Thanks for all the responses !

For the problem at hand, given the string "<tag><![CDATA[text &
markup]]></tag>" , XmlBeans generates
<tag>&lt;![CDATA[text & markup]]>lt;/tag>. I'm making it work by replacing
the '&lt;!' with a '<!'. Whats more, XmlBeans replaces markup characters
that occur within the CDATA section, with their references ( It doesn't
understand a CDATA section ). Seems like I'd have to post-process the
generated Xml to resolve all the references within the CDATA section.

Thanks,
Radhakrishnan

-----Original Message-----
From: Andy Clark [mailto:[EMAIL PROTECTED]
Sent: Tuesday, November 23, 2004 1:44 AM
To: [EMAIL PROTECTED]
Subject: Re: SAX Parse error while parsing CDATA element


Bob Foster wrote:
> A CDATA section can be (mostly) included as CDATA by breaking up the
> ]]> delimiter. For example,
> 
> <![CDATA[text & markup]]>
> 
> Can be wrapped as,
> 
> <![CDATA[<![CDATA[text & markup]]]>]>
> 
> with characters ]> outside any CDATA section as plain text.

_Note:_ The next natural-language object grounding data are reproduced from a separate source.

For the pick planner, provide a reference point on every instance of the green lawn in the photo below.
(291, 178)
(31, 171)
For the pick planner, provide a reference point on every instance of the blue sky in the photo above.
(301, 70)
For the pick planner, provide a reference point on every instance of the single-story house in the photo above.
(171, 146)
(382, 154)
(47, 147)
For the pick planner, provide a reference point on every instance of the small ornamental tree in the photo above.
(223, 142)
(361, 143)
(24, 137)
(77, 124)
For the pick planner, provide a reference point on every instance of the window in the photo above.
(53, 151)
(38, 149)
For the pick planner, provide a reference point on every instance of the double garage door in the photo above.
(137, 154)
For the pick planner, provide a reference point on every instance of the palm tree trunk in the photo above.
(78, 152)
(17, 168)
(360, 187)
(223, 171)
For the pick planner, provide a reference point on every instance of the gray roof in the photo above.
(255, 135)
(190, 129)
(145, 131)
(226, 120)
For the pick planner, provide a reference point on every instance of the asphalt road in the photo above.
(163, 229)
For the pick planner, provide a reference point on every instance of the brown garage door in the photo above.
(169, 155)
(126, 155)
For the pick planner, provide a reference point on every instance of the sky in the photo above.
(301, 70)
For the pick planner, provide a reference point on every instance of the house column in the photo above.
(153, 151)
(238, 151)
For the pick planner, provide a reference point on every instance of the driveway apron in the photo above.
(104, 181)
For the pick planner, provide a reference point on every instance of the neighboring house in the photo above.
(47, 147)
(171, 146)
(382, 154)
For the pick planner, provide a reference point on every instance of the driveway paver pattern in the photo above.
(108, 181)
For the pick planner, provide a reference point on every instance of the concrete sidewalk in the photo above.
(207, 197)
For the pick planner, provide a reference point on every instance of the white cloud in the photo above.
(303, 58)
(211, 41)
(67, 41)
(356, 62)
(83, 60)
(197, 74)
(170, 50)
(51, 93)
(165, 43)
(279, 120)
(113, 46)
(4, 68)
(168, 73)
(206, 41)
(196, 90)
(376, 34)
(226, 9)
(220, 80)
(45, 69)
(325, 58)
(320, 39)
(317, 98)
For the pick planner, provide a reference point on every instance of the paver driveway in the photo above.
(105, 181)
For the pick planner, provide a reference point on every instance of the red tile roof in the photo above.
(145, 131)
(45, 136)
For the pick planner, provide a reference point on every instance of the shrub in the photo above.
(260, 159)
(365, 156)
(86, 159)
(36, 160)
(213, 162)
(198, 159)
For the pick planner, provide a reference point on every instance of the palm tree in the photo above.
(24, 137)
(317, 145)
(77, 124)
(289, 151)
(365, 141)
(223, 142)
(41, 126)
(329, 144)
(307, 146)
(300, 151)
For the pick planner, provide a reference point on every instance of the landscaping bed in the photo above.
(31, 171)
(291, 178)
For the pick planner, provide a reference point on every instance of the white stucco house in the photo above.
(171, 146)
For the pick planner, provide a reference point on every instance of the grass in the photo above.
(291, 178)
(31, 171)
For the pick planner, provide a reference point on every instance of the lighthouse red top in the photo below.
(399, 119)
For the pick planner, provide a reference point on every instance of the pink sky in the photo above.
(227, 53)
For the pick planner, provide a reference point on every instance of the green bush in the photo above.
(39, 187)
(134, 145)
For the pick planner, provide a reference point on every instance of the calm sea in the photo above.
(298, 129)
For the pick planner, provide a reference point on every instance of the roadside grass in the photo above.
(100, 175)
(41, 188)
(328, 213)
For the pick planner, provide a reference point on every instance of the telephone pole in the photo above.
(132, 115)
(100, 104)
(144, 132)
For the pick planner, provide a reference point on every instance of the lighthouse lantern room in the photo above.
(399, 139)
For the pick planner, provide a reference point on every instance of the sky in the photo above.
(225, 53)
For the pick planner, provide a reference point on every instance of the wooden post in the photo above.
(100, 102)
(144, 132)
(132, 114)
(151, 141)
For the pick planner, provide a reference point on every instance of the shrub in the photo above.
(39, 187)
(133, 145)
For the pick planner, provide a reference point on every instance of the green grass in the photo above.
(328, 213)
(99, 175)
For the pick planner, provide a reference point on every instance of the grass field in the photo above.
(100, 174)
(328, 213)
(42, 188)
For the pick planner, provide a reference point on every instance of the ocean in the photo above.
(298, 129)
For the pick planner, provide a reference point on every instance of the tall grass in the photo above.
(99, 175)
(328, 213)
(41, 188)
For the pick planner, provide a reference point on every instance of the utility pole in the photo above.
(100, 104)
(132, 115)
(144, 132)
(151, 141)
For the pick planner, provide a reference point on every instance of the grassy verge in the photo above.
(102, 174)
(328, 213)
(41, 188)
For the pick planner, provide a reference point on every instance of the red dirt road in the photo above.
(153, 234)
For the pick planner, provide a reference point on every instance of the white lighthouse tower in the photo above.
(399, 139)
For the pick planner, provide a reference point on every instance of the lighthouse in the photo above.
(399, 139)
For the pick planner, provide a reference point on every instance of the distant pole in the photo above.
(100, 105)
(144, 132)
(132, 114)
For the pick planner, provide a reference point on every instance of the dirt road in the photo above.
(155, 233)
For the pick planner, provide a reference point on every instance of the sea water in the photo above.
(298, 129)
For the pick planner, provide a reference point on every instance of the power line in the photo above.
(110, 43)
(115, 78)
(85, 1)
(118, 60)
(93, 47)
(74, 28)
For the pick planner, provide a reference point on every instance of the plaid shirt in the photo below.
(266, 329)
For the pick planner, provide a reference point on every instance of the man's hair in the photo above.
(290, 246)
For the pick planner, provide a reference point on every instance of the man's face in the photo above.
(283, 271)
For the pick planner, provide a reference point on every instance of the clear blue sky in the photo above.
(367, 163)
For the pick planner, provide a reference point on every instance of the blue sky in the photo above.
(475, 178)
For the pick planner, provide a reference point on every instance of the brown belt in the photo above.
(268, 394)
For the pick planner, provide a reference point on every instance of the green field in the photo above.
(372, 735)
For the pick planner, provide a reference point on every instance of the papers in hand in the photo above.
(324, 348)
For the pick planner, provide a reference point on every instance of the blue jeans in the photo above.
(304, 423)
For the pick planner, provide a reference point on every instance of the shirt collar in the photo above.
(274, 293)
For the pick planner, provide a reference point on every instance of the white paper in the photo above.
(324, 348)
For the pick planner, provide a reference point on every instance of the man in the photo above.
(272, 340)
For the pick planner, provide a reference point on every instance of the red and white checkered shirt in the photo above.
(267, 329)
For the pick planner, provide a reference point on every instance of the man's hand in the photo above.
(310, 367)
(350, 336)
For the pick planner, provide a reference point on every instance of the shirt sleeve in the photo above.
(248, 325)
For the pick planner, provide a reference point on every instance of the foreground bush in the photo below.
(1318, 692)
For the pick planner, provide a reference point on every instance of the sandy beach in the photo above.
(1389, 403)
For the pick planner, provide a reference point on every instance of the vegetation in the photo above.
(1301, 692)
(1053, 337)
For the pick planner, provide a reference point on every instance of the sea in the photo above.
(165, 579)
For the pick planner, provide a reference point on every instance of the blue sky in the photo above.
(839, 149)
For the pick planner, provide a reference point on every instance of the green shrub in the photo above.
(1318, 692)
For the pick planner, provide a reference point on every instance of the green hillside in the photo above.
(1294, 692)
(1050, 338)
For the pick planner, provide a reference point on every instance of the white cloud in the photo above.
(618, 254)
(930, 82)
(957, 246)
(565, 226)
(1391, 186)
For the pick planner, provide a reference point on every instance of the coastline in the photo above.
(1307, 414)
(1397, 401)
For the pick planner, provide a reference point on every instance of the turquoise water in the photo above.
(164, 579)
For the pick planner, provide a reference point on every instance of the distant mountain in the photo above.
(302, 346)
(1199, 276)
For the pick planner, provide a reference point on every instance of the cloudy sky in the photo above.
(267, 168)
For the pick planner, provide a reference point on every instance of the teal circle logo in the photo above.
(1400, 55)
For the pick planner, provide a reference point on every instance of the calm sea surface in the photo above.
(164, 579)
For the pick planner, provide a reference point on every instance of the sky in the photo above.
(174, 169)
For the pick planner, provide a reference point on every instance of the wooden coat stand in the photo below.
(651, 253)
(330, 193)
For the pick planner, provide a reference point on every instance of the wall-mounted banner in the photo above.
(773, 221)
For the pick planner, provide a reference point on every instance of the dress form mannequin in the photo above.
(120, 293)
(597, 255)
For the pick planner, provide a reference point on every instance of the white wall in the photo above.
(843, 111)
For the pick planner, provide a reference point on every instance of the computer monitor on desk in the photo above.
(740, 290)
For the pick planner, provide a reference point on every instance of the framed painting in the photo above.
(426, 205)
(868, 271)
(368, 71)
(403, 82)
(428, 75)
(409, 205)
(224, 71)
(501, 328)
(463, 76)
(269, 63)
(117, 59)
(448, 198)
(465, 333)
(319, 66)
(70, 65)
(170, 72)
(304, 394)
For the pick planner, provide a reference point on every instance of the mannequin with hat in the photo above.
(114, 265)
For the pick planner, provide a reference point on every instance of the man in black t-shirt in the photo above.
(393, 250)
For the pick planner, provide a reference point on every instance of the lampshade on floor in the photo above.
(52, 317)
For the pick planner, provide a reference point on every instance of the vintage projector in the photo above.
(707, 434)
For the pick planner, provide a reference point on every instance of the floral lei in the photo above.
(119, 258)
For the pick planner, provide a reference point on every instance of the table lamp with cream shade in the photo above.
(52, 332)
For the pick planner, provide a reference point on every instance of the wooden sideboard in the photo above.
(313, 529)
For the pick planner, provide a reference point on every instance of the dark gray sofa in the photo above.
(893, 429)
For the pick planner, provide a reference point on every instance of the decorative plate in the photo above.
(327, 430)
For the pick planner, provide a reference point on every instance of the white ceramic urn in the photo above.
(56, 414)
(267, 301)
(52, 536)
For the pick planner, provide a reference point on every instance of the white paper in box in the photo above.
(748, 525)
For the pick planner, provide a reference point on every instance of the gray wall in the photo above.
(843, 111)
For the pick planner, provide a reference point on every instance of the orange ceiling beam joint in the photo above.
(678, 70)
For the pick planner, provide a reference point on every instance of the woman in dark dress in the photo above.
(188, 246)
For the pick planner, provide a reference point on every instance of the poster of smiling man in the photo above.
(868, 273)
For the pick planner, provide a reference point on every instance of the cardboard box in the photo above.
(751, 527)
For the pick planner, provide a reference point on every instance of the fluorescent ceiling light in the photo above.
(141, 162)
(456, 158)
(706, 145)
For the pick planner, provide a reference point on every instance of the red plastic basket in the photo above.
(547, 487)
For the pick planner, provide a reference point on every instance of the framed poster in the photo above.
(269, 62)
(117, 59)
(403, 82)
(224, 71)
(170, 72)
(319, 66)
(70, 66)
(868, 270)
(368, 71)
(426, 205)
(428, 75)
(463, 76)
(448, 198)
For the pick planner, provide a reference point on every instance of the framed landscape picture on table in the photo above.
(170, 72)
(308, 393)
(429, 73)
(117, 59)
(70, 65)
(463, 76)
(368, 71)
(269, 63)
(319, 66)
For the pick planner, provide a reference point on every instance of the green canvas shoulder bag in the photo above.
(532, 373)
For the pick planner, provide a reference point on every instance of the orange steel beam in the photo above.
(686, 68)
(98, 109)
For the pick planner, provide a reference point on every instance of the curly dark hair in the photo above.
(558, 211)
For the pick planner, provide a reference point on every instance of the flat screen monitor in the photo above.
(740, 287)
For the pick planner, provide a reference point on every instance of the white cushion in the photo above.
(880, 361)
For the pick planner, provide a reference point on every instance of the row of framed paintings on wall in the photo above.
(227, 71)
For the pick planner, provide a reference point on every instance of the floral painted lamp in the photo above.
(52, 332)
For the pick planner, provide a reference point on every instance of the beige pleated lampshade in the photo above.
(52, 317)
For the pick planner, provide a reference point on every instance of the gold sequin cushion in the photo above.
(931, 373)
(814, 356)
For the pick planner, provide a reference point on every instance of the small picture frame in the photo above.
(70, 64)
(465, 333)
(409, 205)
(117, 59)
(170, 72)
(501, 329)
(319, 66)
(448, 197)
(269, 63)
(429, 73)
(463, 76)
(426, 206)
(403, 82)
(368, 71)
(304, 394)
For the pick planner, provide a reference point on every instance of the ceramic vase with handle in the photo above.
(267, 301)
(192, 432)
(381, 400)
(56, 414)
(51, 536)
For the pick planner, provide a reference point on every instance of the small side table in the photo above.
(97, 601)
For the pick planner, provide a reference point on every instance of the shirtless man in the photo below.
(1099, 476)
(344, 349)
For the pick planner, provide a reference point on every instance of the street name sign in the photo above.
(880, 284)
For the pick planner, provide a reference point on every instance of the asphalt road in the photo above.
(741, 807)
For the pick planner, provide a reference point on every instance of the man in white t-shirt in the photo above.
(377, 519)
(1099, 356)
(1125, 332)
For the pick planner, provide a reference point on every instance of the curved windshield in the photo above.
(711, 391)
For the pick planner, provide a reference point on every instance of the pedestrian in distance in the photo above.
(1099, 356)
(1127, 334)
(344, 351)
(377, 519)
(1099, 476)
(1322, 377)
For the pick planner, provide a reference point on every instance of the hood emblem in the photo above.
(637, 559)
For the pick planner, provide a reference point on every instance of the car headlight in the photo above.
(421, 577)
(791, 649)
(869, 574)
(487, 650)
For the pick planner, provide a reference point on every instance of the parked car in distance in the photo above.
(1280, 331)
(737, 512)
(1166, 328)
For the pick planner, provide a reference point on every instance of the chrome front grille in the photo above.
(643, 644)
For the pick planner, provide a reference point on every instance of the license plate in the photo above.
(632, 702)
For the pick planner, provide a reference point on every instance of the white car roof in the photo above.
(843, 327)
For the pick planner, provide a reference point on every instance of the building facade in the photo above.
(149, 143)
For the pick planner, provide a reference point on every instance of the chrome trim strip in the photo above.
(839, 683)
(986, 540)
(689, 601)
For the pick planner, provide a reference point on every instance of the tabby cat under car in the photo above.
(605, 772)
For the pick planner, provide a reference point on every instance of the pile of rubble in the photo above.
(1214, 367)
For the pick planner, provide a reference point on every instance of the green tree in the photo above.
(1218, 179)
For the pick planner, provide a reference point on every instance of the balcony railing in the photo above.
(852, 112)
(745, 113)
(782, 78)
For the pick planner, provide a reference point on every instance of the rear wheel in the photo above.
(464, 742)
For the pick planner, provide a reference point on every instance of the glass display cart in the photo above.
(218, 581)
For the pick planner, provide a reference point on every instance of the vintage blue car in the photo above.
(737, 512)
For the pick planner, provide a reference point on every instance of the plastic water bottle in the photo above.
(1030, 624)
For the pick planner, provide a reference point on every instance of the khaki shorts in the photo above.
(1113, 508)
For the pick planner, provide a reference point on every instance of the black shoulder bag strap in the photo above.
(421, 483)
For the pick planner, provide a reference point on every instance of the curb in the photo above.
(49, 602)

This 
> technique will work for any sequence of mixed text and markup by 
> escaping out of and back into CDATA sections as many times as
> necessary.

Interesting trick. For those that are interested, here are
the SAX callbacks that Xerces generates for the above example:

   startCDATA()
    characters(text="<![CDATA[text & markup")
    characters(text="]")
   endCDATA()
   characters(text="]")
   characters(text=">")

Simply ignoring the CDATA section boundaries produces a set
of characters that represents the CDATA section as text. Nice.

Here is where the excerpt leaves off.